SJ sagt Nein zum Berufsheer: "Berufsheer bedeutet höhere Militärausgaben, Kriegseinsätze im Ausland und demokratiepolitische Gefahren!"

Wien (OTS) - SJ-Vorsitzender Wolfgang Moitzi vermutet hinter der
von der ÖVP beabsichtigten 'Reformierung des Wehrdienstes' das Liebäugeln mit der Einrichtung eines Berufsheeres. "In Wirklichkeit geht es der ÖVP darum, die Wehrpflicht infrage zu stellen, um künftig mit einem hochgerüsteten Berufsheer in internationalen Kriegseinsätzen mitzumischen. Lieber die Wehrpflicht erhalten, statt mit einer von der Gesellschaft entkoppelten Armee im Ausland Krieg führen", bringt Moitzi die Position der Sozialistischen Jugend auf den Punkt. "Als SJ lehnen wir jegliche Militarisierungstendenzen ab. Viel mehr fordern wir die Umwandlung des Bundesheers in einen Katastrophenschutzdienst!", erklärt Moitzi.

"Die Installierung eines Berufsheeres bedeutet höhere Militärausgaben, Kriegseinsätze im Ausland, sowie demokratiepolitische Gefahren.
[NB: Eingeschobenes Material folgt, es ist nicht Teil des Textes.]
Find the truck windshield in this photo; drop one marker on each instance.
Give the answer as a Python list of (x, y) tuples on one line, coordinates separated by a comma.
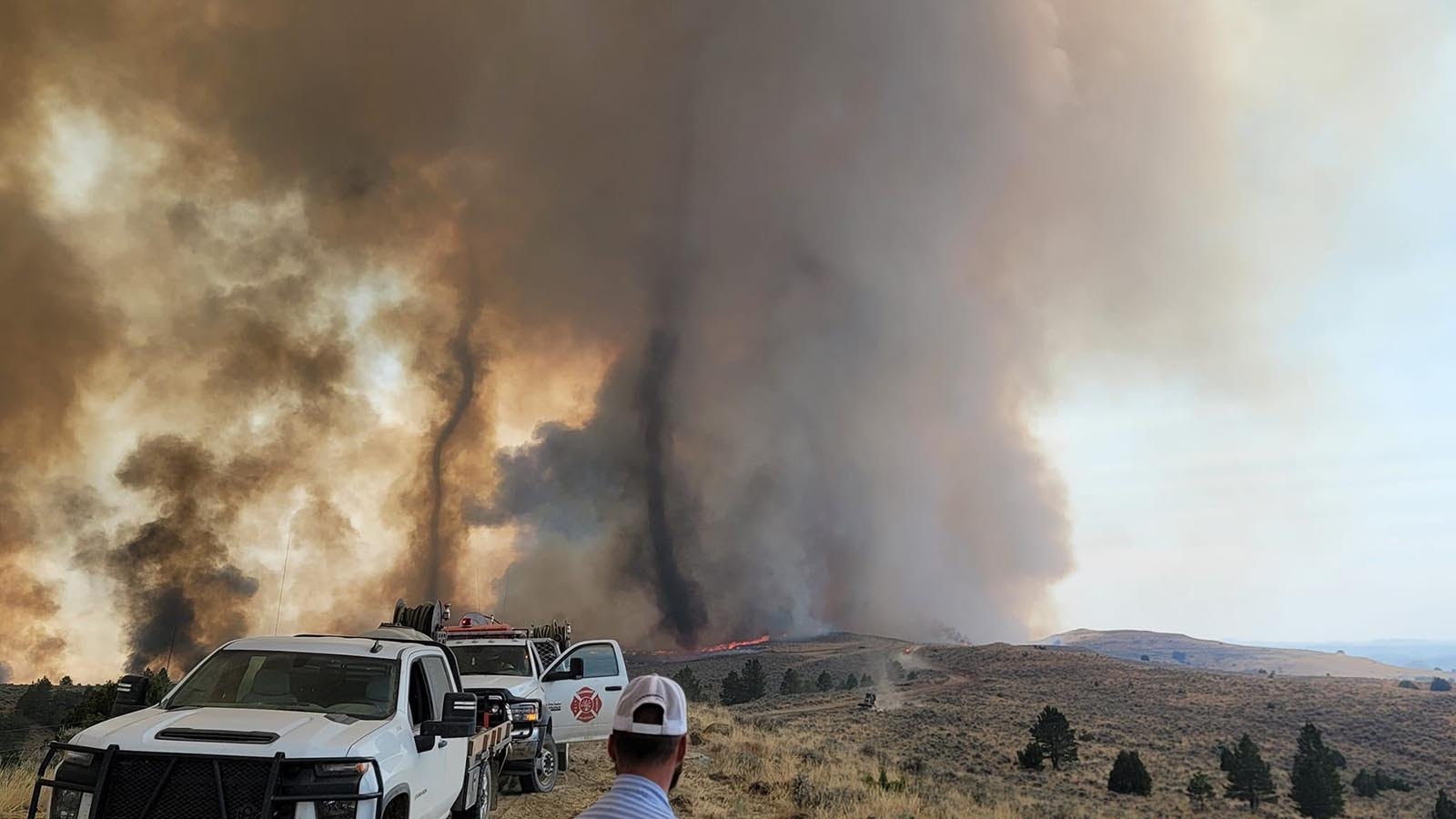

Einen Staat im Staat gilt es zu verhindern", betont Moitzi. "Österreich braucht weder ein hochgerüstetes Berufsheer, noch einen veralteten, undemokratischen Militär-Dinosaurier, sondern einen effektiven und gut ausgestatteten Katastrophenschutzdienst!", fordert der SJ-Vorsitzende. Mit der Umwandlung des Bundesheers in einen Katastrophenschutzdienst könne, nach Vorstellungen Moitzis, sofort begonnen werden.